Blue Wild Indigo (Baptisia australis)We returned to our cars and drove on up the mountain where I spotted Blue Wild Indigo (Baptisia australis). Again back to Wikipedia where I learned that the Cherokees used it as a source of blue dye, which the Europeans settlers copied. They also used it as a medicine for various ailments. The scientific name comes from the Greek word bapto, meaning “to dip” or “immerse” and australis from the Latin for “southern”. The seed pods are often used in flower arrangements but did you know that once the seeds are mature, the stems break off from the roots and with the pods still attached are blown to another location. Now that is a form of wind dispersal I had not heard of before.
Other wildflowers we saw included: Bladder Campion, Emarginata violet, Wake Robin Trillium, Solomons Seal, Pipestem, Jack in the Pulpit, False Soloman's Seal, Yellow mandrake, Ginger and Wild Colombine. Below is a photo of the Bladder Campion.
It looks like a bee has cut a hole and robbed this flower of its nectar without taking the pollen. I have seen that before on Dutchman’s breeches.
The road we were taking was a gravel road through free range cattle farms. The cows stared at us like they had never seen a car before.
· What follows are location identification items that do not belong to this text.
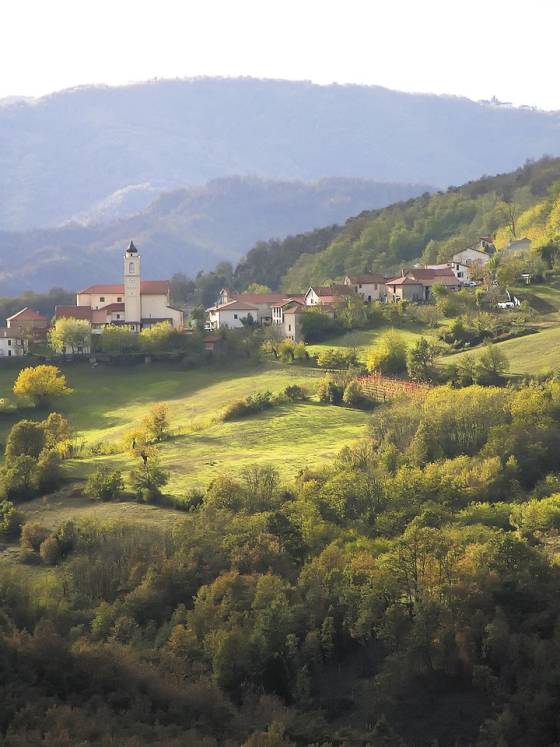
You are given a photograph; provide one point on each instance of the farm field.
(365, 338)
(533, 354)
(108, 402)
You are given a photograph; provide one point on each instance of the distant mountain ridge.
(64, 153)
(186, 230)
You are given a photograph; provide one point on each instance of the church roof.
(147, 288)
(27, 315)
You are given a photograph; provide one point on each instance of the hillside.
(186, 230)
(63, 154)
(428, 228)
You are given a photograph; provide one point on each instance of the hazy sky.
(475, 48)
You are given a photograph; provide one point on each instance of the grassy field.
(108, 402)
(363, 339)
(532, 354)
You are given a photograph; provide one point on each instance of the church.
(134, 303)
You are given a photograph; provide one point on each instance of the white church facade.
(134, 303)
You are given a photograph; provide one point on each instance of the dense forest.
(404, 595)
(429, 228)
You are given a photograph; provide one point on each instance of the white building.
(135, 303)
(12, 345)
(370, 286)
(231, 314)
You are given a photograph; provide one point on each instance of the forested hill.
(64, 153)
(428, 228)
(188, 230)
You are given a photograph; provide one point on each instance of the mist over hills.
(186, 230)
(65, 154)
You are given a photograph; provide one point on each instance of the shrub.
(32, 535)
(353, 394)
(337, 358)
(49, 551)
(148, 478)
(105, 483)
(156, 424)
(389, 355)
(40, 384)
(330, 391)
(48, 472)
(295, 393)
(18, 478)
(249, 406)
(11, 519)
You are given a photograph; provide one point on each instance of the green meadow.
(108, 402)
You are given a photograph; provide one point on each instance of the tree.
(57, 430)
(492, 365)
(257, 288)
(149, 476)
(105, 483)
(27, 438)
(117, 340)
(11, 519)
(160, 337)
(420, 360)
(70, 335)
(156, 424)
(41, 384)
(389, 355)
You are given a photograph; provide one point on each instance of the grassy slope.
(537, 353)
(363, 339)
(108, 402)
(527, 355)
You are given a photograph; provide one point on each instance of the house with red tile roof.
(416, 284)
(134, 303)
(370, 286)
(28, 323)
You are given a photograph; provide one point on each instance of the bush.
(50, 551)
(249, 406)
(105, 483)
(156, 424)
(295, 393)
(353, 395)
(33, 535)
(11, 519)
(330, 391)
(389, 355)
(337, 358)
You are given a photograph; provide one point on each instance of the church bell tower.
(132, 300)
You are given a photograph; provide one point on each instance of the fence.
(386, 388)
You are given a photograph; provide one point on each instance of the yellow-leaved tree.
(41, 384)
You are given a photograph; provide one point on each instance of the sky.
(473, 48)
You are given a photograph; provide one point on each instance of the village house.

When we stopped for lunch I found what looked like nice log to sit on but it is was a little too high to be comfortable so I got up to move to the one next to it. When I did I noticed a snake right behind the spot where my feet were just a minute ago. Calling “snake, snake, snake I got the attention of the Herpetologist with us and he ran over and pulled the reluctant snake from its hide out. As you can see it was around 6 feet long. The eye clouded over is an indication that this Black Rat snake was going to shed within the next 24 hours. It was a very old snake, possibly 20 years.
As we descended the mountain we stopped for a rare view looking down onto Seneca Rocks.